Coverage is available for:
- Chronic care. Pre-authorization may be required. Contact GSC for details.
- Respite care. Pre-authorization may be required. Contact GSC for details.
- Reimbursement for the services of a Registered Nurse or Registered Practical Nurse/Licensed Practical Nurse in the home on a visit or shift basis, up to $25,000 every 36 months. No amount will be paid for services which are custodial and/or services that do not require the skill level of a Registered Nurse or Registered Practical Nurse/Licensed Practical Nurse. A pre-authorization form must be competed by the attending physician and submitted to GSC.
- $2,000 lifetime maximum.
- Round trip distance must be 1,000 kilometres or more.
If you or your eligible dependants are referred away from home by your doctor for treatment by another physician within your own province, or elsewhere in Canada, and the round-trip distance is 1,000 kilometres or more, coverage is provided for the following expenses when accompanied by supporting documentation and receipts:
- Travelling expenses for the person requiring the treatment and one companion, if recommended by the attending doctor. Benefits are limited to either round-trip economy class travel or automobile fuel expenses. Taxi, car rental charges and automobile repair charges are not covered.
- Lodging expenses for the person requiring treatment and one companion, limited to moderate quality accommodation for the area in which the expense is incurred. Telephone and meal expenses are not covered.
In addition to the receipts for travel and lodging, you must submit written confirmation from your physician of:
- The nature of the patient’s medical condition.
- Referral to another physician for treatment and the nature of the treatment provided.
- The physician’s recommendation that the patient is to be accompanied if charges are claimed for a companion.
This is not a complete list of all covered medical supplies and equipment.
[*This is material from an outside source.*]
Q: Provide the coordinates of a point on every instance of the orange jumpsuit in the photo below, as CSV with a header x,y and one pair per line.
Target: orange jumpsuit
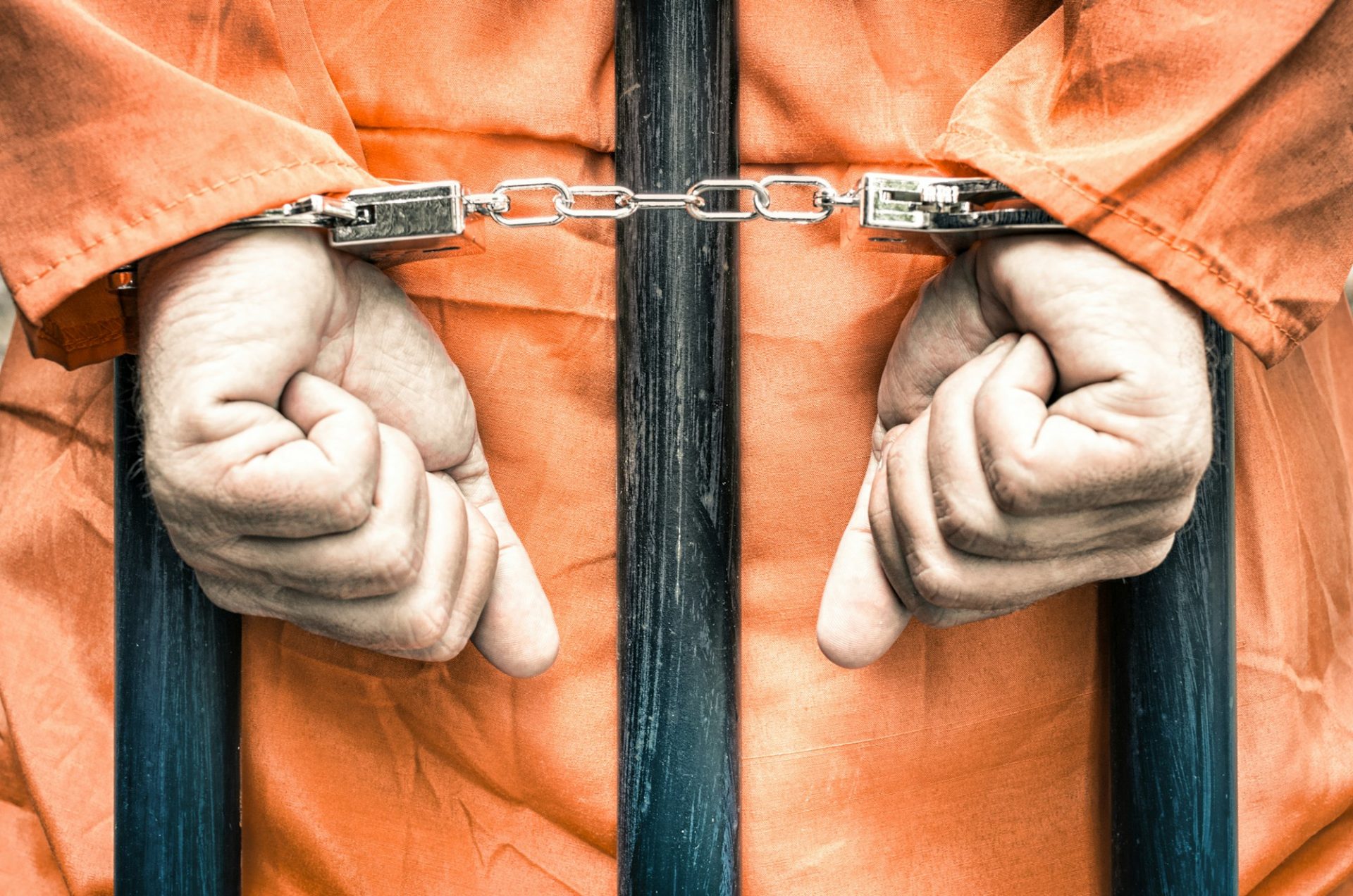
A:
x,y
1207,141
Please contact GSC Customer Service Center for complete details regarding coverage and claiming requirements.
- 80% coverage up to benefit maximum (when prescribed by a legally qualified medical practitioner). Prior authorization may be required for specific items.
- Hearing aids – Maximum $2,500 every 4 years.
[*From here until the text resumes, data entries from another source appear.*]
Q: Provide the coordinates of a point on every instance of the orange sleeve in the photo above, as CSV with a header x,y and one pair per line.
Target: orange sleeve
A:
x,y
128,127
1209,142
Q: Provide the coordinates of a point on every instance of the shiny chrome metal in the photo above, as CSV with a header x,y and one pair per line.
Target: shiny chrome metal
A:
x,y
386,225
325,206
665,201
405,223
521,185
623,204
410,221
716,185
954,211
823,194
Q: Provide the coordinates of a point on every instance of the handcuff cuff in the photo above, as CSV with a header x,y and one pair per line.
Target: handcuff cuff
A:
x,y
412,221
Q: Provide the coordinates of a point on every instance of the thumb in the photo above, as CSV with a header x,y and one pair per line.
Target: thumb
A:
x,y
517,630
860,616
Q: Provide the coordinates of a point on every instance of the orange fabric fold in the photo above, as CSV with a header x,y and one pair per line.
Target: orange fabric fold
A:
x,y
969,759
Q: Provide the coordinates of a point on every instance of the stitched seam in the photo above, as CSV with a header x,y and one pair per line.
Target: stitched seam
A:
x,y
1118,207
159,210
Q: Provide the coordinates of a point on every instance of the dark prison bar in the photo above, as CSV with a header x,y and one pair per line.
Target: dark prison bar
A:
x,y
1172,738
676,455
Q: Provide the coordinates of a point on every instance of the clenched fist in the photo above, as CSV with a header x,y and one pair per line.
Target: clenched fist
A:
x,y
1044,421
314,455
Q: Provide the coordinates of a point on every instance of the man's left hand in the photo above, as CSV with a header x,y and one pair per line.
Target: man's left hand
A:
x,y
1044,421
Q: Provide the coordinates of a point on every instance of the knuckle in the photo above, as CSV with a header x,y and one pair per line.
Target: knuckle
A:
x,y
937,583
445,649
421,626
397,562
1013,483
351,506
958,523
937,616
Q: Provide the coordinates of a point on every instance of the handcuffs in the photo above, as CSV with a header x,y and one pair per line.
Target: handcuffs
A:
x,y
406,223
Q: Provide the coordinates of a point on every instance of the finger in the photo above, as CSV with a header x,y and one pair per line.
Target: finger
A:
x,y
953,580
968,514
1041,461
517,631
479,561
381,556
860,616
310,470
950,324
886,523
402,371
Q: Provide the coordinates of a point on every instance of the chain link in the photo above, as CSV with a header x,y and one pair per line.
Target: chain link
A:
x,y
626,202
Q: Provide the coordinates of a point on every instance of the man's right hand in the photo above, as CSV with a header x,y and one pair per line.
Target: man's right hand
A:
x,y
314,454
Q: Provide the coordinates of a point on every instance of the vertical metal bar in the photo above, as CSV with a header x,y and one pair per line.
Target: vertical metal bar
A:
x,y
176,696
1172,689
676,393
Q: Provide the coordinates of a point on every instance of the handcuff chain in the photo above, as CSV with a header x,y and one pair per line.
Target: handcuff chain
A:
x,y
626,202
- Footwear as described below – Maximum $500 each calendar year:
- Custom-made foot orthotics or repairs to custom-made foot by a physician, podiatrist, or chiropodist and dispensed by a podiatrist, chiropodist, chiropractor, orthotist or pedorthist)
- Custom-made boots or shoes and modifications and repairs or footwear as an integral part of a brace (subject to medical pre-authorization).
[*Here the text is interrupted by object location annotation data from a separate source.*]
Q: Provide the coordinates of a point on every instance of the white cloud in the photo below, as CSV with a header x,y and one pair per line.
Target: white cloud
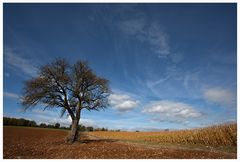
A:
x,y
219,96
150,33
173,112
11,95
19,63
122,103
87,122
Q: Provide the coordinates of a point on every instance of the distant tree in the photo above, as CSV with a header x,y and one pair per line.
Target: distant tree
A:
x,y
81,128
71,88
57,125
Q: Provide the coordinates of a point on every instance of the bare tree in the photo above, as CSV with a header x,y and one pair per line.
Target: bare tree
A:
x,y
71,88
- Compression stockings (pressure measurement of 15 mmhg or higher) – Maximum $500 each calendar year.
- Wigs (required as a result of a medical condition) – Maximum $1,000 every 2 calendar years.
- External breast prosthesis – Maximum 1 (per side) every 12 months.
- Post-mastectomy bra – Maximum 2 every 12 months.
- Mobility aids such as canes, crutches, braces, casts, walkers, wheelchairs, hospital type beds, bathroom equipment.
- Incontinence/ostomy supplies such as catheters and ostomy supplies.
- Respiratory equipment such as compressors and inhalant devices, tracheotomy supplies.
- Mechanical or hydraulic patient lifters (excluding stair lifts) – Maximum $2,000 per lifter (electric) once every 5 years.
- Outdoor wheelchair ramps – $2,000 lifetime maximum.
- Transcutaneous nerve stimulators (TENS machine) – $700 lifetime maximum.
- Extremity pumps for lymphedema – $1,500 lifetime maximum.